De ese lado del vallado.
Bailan vestidos de gala, revolean las piernas. Sacuden los hombros con ganas, el sudor atraviesa las caras sonrientes. Tocan bombos y platillos. Un joven con voz más gruesa que la permitida para su edad, canta como arrabalero. Bordaron con brillantes sus íconos, una suerte de insignias de guerra: el Gauchito Gil, Tweety, nombres de seres queridos, corazones, Maradona, el escudo de Platense, el de Independiente, el de Vélez, el Mono Mario, la Virgen María, Homero Simpson, el pato Lucas, y muchos otros más.
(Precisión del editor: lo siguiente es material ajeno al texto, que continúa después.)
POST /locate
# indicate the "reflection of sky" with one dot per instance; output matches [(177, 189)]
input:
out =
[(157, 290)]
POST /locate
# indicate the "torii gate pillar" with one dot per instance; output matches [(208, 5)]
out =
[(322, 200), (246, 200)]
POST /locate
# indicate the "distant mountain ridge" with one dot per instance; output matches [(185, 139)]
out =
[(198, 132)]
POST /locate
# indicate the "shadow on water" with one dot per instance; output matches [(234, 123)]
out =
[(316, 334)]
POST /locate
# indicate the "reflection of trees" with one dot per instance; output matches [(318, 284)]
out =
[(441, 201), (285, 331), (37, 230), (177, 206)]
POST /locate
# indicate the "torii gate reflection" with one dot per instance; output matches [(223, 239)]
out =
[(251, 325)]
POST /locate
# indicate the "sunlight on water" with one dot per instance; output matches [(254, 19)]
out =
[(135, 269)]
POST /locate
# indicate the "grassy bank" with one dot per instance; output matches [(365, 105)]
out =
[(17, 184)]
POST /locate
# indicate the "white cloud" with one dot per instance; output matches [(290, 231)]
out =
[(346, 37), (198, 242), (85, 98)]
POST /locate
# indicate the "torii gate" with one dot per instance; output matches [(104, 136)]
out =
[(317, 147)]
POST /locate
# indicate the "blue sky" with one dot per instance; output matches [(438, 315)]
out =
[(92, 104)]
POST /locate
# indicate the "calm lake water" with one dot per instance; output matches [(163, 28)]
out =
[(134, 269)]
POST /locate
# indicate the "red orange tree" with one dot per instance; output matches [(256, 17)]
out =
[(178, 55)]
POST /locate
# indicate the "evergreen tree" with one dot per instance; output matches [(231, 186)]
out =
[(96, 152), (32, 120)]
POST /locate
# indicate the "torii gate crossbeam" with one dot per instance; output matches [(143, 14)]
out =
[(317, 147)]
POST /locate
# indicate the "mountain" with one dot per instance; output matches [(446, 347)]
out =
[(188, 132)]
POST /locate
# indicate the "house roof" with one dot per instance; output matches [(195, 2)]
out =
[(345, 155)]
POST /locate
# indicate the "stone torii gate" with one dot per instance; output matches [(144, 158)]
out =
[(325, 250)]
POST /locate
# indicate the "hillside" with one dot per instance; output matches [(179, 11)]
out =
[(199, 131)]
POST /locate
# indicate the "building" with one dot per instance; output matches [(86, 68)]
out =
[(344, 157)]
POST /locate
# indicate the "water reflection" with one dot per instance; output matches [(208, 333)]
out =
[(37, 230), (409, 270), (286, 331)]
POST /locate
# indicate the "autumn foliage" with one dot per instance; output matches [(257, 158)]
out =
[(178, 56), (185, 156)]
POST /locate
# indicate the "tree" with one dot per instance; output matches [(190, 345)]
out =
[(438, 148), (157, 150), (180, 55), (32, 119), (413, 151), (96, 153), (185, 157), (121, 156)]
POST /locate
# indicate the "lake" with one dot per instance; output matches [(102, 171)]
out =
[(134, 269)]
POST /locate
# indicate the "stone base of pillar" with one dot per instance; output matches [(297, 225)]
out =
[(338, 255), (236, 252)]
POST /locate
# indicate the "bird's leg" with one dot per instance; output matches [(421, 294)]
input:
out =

Ahi nomás, del otro lado de la valla.
Hay viejos con trajes de lentejuelas, viejas gordas llenas de brillo, vida y bizarra sensualidad, adolescentes, adultos y niños tan chiquitos que casi no les salen los pasos. Todos se dan licencia para entregarse con inocencia a un baile que me recuerda a pasos muy primitivos, lejanos del cemento de hoy, cercanos a la tierra.
De este lado del vallado.
Nosotros bailamos al compás, miramos los bordados y a los niños chiquitos. Aplaudimos junto con todos los que también están mirando. Cada uno aprecia lo que le conmueve más. Soñamos a nuestra manera, intentamos transformar una mañana gris en noche estrellada. A nuestras espaldas chicos y chicas se tiran espuma en aerosol, y también nos tiran a nosotros.
Es una bendición encontrar lo que te entregue a la inocencia gozosa, al disfrute hasta la médula, ahí, donde el corazón late, y ni las arrugas ni el tamaño cercenan el ritmo.